I planned to have this done yesterday and been caught up. Then, we had a family emergency, wife fell and broke her wrist. Barring any more emergencies, I should be caught up today.

Leviticus 4-5 Matthew 24:29-51

“In those days before the flood, people were eating and drinking, marrying and giving their children to be married, until the day Noah entered the boat. They knew nothing about what was happening until the flood came and destroyed them. It will be the same when the Son of Man comes.” (Matthew 24:38-39 NCV)

As Jesus focused on the cross, He taught a lot about His eventual return. Christians talk about the Second Coming of Christ. Jews talk about the Day of the Lord or just “The Day.” In this passage Jesus tells the disciples two important truths: 1) no one knows when that day will be, and 2) there will be nothing remarkable about the days leading up to that time. Later, He compared His return to the issue of a thief breaking into a house. If you had known the day the thief was coming, you’d have done something to prevent the burglary. No thief sends a message letting you know the day he’s coming.

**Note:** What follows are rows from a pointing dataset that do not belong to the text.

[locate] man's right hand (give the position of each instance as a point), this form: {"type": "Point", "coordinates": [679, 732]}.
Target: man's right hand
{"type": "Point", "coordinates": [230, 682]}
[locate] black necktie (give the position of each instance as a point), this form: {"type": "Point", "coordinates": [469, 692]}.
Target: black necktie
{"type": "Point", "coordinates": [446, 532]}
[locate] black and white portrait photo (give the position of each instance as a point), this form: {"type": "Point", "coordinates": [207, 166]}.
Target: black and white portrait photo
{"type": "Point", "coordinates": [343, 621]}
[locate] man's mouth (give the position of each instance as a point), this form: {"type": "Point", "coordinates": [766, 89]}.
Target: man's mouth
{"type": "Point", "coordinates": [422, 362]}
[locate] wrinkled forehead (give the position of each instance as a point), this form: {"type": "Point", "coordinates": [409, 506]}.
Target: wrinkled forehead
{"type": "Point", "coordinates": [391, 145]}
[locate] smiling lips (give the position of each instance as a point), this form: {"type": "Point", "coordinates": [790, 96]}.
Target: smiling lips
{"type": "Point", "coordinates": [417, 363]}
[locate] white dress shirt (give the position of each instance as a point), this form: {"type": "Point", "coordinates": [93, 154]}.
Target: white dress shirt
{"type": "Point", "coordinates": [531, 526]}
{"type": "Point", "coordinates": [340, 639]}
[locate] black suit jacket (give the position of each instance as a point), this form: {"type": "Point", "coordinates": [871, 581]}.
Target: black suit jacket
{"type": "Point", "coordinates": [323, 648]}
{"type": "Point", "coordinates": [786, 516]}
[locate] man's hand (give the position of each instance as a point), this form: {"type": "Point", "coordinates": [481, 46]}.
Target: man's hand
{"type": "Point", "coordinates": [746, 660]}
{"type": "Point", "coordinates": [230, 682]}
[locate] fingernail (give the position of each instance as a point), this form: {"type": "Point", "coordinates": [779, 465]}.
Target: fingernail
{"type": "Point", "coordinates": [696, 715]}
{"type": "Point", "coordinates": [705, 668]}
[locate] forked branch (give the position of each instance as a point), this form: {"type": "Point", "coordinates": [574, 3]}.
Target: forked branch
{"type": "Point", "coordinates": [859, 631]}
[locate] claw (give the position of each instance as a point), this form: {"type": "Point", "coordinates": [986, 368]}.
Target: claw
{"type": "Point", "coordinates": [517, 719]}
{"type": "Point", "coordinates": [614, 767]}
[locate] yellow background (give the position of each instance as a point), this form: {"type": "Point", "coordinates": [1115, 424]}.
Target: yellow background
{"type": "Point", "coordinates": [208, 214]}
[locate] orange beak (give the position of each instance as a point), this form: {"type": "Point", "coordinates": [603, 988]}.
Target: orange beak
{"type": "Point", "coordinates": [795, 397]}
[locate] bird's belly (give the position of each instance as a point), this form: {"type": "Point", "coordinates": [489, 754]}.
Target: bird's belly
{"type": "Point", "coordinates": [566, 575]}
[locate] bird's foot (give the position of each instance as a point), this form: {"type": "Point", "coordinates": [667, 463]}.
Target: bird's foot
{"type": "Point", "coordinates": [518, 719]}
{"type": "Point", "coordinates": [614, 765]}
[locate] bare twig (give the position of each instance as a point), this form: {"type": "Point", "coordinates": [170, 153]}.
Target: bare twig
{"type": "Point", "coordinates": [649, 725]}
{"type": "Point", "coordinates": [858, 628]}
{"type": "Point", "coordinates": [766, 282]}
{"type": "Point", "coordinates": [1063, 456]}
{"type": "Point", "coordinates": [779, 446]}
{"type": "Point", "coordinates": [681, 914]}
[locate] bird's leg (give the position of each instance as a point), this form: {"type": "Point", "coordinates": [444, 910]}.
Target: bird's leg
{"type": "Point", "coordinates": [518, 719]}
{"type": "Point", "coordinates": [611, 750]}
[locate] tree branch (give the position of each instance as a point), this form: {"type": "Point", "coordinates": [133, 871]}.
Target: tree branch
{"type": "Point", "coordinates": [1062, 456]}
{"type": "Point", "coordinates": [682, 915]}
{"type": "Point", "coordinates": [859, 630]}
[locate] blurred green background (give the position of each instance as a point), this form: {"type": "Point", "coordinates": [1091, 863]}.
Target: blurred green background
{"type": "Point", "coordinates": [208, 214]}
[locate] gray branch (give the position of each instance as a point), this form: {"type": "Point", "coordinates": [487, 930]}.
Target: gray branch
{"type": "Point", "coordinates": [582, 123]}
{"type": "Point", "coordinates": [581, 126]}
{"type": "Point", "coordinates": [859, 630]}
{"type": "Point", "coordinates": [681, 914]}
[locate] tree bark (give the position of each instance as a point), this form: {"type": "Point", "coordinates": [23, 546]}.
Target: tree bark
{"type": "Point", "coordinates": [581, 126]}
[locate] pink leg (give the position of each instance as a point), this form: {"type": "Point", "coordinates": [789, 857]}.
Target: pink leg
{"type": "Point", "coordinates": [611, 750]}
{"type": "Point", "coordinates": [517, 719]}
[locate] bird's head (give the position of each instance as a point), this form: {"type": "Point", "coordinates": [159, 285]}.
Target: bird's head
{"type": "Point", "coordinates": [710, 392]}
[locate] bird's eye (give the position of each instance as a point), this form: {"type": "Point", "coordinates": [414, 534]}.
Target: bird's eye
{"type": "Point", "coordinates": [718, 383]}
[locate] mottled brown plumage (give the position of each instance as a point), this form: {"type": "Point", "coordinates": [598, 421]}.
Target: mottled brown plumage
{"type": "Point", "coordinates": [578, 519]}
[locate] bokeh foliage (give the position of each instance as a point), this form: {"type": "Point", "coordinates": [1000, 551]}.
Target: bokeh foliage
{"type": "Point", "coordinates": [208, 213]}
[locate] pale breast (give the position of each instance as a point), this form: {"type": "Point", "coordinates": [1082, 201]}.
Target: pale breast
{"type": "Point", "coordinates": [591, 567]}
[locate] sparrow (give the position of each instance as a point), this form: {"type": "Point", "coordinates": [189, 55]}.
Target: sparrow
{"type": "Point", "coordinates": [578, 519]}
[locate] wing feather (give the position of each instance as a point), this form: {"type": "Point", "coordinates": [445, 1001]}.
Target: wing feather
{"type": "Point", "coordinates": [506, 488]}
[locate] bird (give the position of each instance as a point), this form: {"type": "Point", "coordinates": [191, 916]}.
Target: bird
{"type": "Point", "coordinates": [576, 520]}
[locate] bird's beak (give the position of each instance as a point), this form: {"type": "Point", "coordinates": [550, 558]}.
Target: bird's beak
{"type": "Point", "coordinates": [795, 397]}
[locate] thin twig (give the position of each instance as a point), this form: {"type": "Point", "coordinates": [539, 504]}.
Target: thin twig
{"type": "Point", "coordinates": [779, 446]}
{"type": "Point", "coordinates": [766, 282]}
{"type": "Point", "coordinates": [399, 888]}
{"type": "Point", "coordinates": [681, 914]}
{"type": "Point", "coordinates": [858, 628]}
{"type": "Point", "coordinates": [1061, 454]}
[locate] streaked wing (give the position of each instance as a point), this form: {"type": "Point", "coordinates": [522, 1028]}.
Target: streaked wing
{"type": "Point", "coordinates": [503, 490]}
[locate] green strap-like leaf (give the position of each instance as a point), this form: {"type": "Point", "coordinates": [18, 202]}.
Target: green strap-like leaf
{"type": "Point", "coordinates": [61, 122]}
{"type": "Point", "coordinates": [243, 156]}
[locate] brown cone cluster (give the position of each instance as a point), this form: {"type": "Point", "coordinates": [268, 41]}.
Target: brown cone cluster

I’ve always been amused by people talking breathlessly about how our days are like the days of Noah and we’d better be ready. While they’re right that we should always be ready for Christ’s return, the description of the “days of Noah” is that people were eating and drinking, marrying and arranging marriages: in short, they were living normal, everyday lives. What should cause us to take notice about the days of Noah, and prepare for the return of the Lord, is that there is nothing special about those days. They’re normal. We have no more warning about the future. Preparation began yesterday.

Lord, thank You that because of my relationship with Jesus, I’m prepared for His return. Help me to show others Your grace and mercy so they can be prepared also.